Earlier this month, the RBI issued a circular to advise regulated lending platforms to have fair methods and practices related to loan recovery agents and "should not resort to intimidation or harassment" of their borrowers.
Gaurav Chopra, a founding member of Digital Lenders Association of India (DLAI) and founder of IndiaLends, told TechCrunch that the announcement made by the RBI was to reiterate the guidelines and make sure that everybody is aware of them. He also claimed that the adverse effects of loan apps had declined.
"I would say we are at probably less than 10% of what we saw two years back," he said.
The DLAI has over 80 members on its board, including some of the widely used digital lending platforms.
Associations including DLAI and FACE are looking for a self-regulatory organization (SRO) to address consumer grievances on behalf of their members.
"At the end of the day, the RBI, while very robust, cannot deal with every single complaint in the most timely manner," Chopra said while referring to the requirement of establishing an SRO.
However, market experts like Ahmed of Vidhi Centre for Legal Policy do not look for an SRO coming from the industry. They instead want the RBI to set up a grievance mechanism.
Adam J. Aviv, an associate processor of computer science at The George Washington University, said that even though Google and Apple have deployed privacy labels on their app stores, both companies seemed to have no priorities to use them to communicate risks involved with loan apps or to restrict their privacy-violating behavior.

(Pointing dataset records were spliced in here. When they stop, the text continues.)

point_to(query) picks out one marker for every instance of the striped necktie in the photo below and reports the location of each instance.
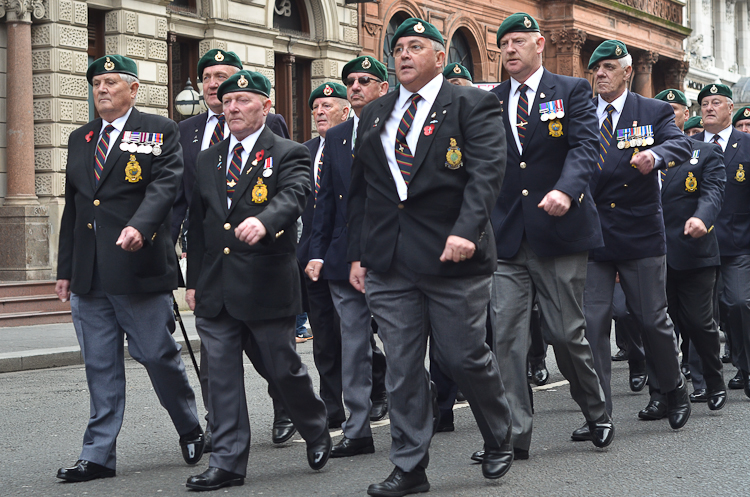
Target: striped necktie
(605, 136)
(404, 157)
(218, 134)
(101, 152)
(234, 171)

"Both Google and Apple do place some restrictions on apps in other contexts, such as for children-focused apps or health apps, to comply with local laws and regulations. Similar policies could be put in place by governments for mobile loan apps. This might force the hand of the mobile app stores and the developers to meet minimum privacy standards for data collection requirements and uses of that data," Aviv said.
Similar predatory loan app patterns in other developing markets
Just like India, people in countries including Mexico and Kenya are also facing abuse and harassment instances through loan apps. Experts believe that it is due to lax regulation.

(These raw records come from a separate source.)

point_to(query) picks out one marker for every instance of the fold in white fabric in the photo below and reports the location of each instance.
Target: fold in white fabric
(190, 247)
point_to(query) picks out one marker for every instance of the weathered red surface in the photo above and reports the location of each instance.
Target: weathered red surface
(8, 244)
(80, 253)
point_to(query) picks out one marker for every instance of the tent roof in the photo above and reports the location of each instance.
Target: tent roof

Collins W. Munyendo, a graduate research assistant at The George Washington University who conducted research in loan apps impacting users in Kenya, said that developing countries are a ready-made market for perpetrators targeting money-seeking individuals.
He pointed out that unlike the U.S. and U.K. where people primarily have a credit history and a centralized way of generating credit scores, a similar system lacks in developing markets to a large extent. Some measures, including new legislation, though, did take place, particularly in Kenya, in the last few months to limit the circulation of such apps.
“Anyone could literally wake up and create one of these apps and put them out there because the regulatory framework just doesn’t exist yet to control that space,” he said.